Es gibt auch welche mit 10000RPM. :slight_smile:

also ich hab eine 256 GB SSD für meine audioprojekte. schnell, leise und zuverlässig! muss ja keine 2 oder 3 TB sein, da ich sowieso immer gleich ein backup auf die sicherungs-HD mache nach fertigstellung eines projekts! bleibt also alles immer schön sauber und ich wills nicht missen.
auch für die system-partition ist eine SSD heutzutage sowieso die erste wahl!

Hi The*Smiler,

wenn du hauptsächlich Audio-Tracks verarbeiten willst, sollte eine 5400-er reichen - auch mit sehr viel mehr als 12 Spuren.
Eine schnelle Platte wird dann wichtig, wenn man viele virtuelle Instrumente mit großen Sample Libraries verwendet. Sonst werden die Ladezeiten zur reinen Geduldsprobe und beim Abspielen (vor dem Rendern der VST-Spuren) kann es auch schon mal Aussetzer geben.

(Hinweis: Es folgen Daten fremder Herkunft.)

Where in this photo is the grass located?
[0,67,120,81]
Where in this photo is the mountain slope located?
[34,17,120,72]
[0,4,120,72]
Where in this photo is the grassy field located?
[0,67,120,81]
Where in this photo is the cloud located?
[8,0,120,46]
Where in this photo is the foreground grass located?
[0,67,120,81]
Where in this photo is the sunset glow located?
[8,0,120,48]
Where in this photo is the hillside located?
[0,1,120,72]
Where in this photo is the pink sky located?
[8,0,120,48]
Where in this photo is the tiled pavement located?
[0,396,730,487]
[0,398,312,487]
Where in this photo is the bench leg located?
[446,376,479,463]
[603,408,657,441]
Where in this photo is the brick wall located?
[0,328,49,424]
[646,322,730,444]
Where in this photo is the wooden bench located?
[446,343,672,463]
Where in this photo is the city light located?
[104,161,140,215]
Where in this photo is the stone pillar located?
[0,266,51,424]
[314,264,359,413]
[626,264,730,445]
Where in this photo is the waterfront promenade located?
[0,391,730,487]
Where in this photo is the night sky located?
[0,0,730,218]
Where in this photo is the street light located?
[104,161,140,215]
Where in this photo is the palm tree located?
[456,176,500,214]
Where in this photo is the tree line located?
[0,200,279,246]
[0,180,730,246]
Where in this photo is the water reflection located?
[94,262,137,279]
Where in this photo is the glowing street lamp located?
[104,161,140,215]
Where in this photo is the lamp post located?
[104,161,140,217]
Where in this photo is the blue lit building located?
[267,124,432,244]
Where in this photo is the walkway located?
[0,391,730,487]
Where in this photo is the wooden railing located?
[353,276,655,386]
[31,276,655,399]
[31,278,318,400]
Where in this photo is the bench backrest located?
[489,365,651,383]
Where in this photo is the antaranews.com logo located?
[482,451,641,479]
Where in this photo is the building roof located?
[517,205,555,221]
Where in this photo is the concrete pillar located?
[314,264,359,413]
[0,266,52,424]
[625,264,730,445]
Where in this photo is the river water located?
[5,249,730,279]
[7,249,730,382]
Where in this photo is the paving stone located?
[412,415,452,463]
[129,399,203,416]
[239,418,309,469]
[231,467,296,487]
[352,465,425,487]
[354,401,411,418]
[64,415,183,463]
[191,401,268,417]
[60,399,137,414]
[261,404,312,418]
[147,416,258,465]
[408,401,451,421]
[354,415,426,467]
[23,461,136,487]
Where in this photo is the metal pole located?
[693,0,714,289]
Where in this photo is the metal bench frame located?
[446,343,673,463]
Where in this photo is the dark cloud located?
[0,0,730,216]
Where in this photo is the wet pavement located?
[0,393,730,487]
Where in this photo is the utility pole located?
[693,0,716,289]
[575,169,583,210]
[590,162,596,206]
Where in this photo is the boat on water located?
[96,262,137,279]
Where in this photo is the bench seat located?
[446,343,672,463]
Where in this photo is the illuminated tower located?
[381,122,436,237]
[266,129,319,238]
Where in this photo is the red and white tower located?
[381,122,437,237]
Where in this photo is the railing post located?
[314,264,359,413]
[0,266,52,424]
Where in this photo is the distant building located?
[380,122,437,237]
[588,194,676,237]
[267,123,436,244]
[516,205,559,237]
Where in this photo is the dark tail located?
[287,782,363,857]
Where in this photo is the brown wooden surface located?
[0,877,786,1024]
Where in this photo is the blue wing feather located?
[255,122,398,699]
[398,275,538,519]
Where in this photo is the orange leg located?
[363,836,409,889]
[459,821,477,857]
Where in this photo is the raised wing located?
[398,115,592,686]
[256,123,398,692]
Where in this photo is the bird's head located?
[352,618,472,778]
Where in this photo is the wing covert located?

Wenn Du nur analog aufnimmst und bearbeitest, sollte eine moderne 5400 HDD kein Engpass sein - es sei denn Du möchtest ein ganzes Symphonieorchester simultan und einzeln aufnehmen.

Gruss

Kurz zur Klarstellung: Wenn ich oben von “einem Dutzend Spuren” schrieb, dann meinte ich damit nicht, dass eine 5400er bei mehr als ca. 12 Audiospuren Probleme bekommt. Ich habe lediglich keine Projekte mit mehr Audiospuren, daher keine Erfahrung. Aber die anderen haben es ja schon angemerkt und vorgerechnet: Auch bei deutlich mehr Audiospuren sollte es eigentlich keine Probleme geben.

Hey,

klasse, kommen ja doch noch ein paar Infos rein. Also, ich mach Songs auch mit einigen VSTi’s, z.B. mit Kontakt, Massive, Absynth, HSS2 und hier und da noch ein paar Freewaresynths. Für Drums benutze ich allerdings Einzelsamples auf ca. 4-6 Audiospuren (hauptsächlich wegen Fade-in Effekte und die sollen auch gleich in eine Gruppe). Hinzu kommen dann auch noch andere Sampleschnipsel mit rein, können dann auch noch mal 4-8 Audiospuren werden. Bei Aufnahmen werden es max. 2 Spuren gleichzeitig (mehr gibt das Interface ja nicht her). Also nochmal ca. 4 -6 Audiospuren für Gitarre und Stimme. Also, so sehen meine Songs im Durchschnitt aus.
Aus Euren Infos kann ich es jetzt so ungefähr deuten dass es mit einer 5400er doch recht eng werden könnte, oder?

Uli S

Ich hoffe das es euch weiterhilft!!!

Festplatten
Die Umdrehungsgeschwindigkeit hat direkten Einfluss darauf, wie viele Audiospuren eine Festplatte gleichzeitig aufnehmen bzw. abspielen kann. Eine akzeptable Leistung in Bezug auf die Anzahl der Audiospuren lässt sich schon mit den von einigen Laptop-Herstellern verbauten Festplatten mit 5.400 U/Min erzielen. Besonders interessant für Laptops, die als professionelle Audio-Systeme mit hoher Spurenzahl benutzt werden, sind die mittlerweile ebenfalls verbauten 7.200 U/Min. Festplatten oder eben Solid State Disks (s. weiter unten). Als Lösung für eine ausreichend hohe Festplattenleistung können auch externe Festplatten eingesetzt werden, die z.B. über Thunderbolt, USB 2.0/USB 3.0 oder FireWire 800 angeschlossen werden und einen guten Datendurchsatz bieten.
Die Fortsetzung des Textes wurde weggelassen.